Thank you to a lovely youtuber who recently filled me on on more details: “Zhou Chong (1925 – 1993), was born in Guangzhou, Hong Kong broadcaster, composer and lyricist, known as “broadcasting Emperor” or “broadcasting Prince”, he was the composer, lyricist and singer in one and could sing very well in early Cantopop, lyricist James Wong named him as ‘the father of Cantopop’. ”

I really wish I knew more! It’s very difficult to search for someone when you don’t really speak the language, and definitely can’t write the characters (all 26,000 of them!)

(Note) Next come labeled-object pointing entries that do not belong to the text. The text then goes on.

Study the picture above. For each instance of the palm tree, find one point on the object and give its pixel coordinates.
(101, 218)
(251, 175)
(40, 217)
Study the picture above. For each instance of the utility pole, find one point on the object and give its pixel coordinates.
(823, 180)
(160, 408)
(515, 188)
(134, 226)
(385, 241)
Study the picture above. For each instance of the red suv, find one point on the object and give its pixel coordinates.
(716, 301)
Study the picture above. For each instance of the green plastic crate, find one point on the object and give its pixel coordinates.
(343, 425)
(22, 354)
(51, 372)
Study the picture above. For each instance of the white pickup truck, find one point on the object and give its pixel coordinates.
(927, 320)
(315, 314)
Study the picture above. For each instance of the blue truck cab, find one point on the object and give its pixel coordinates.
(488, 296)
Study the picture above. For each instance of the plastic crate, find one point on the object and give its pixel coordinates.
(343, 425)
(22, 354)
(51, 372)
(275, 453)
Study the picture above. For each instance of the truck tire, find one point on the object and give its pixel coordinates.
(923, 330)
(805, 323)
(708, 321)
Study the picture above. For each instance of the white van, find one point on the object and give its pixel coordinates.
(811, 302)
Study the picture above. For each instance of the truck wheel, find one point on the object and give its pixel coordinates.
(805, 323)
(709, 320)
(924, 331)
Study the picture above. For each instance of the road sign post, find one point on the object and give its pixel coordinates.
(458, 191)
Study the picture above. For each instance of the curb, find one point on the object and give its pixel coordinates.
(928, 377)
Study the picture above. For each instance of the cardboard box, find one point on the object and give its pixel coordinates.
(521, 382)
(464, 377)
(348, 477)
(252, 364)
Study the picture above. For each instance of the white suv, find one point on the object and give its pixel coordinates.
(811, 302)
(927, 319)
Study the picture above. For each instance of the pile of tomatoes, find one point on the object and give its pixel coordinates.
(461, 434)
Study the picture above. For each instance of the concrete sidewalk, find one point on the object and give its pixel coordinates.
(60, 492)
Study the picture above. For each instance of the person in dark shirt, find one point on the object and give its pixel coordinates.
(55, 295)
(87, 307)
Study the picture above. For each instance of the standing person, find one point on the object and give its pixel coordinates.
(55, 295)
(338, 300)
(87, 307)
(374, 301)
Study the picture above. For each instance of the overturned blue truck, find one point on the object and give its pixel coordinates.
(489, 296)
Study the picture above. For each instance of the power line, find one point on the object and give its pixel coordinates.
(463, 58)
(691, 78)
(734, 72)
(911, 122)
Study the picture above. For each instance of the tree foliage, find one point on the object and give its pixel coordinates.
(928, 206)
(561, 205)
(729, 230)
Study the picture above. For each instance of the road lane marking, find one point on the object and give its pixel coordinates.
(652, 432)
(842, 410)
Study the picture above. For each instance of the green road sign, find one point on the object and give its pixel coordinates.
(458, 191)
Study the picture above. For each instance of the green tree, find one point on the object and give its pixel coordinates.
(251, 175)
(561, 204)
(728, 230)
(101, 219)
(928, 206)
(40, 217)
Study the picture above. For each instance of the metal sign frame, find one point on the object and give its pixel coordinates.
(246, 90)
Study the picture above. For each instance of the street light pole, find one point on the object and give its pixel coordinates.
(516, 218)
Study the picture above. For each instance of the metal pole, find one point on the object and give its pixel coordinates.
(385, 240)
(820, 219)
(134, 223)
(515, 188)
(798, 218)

It is good to know though that it must be in my blood! I wonder if I should hire e detective? In fact anyone that knows chinese writing could probably solve it in a few google clicks!

Ask Me

Since everyone’s been asking me why I changed my name I thought I’d make it clear why I’m no longer going under the name of Lady K. I was advised by pros that it was not a unique name. They are right, I have the name I was born with, and since my EPs gonna be called Who I Am it was like it was meant to be. And on the theme of Who I Am and what people are asking me, I thought I’d share this Chinese song that my dad (Ba Ba) sang to me,when I told him all this. It reflects how I’m feeling right now.
Translated it goes like this…
“Ask me how often I’m happy, ask me how often I cry, how can I count it clearly
Ask me what makes me happy, ask me what makes me sad, I answer with the smile, I am who I am
It doesn’t matter how many times I’m right, or if I do many wrongs, I except the results
Facing the whole world, not afraid of what will happen, I whole heartedly stay true to who I am
Ask me how often I win or lose, it doesn’t matter, I couldn’t count it clearly
One day I’ll reach the end of my life, and it doesn’t matter what storms I go through
As long as I can shout out and say I was true to who I am.”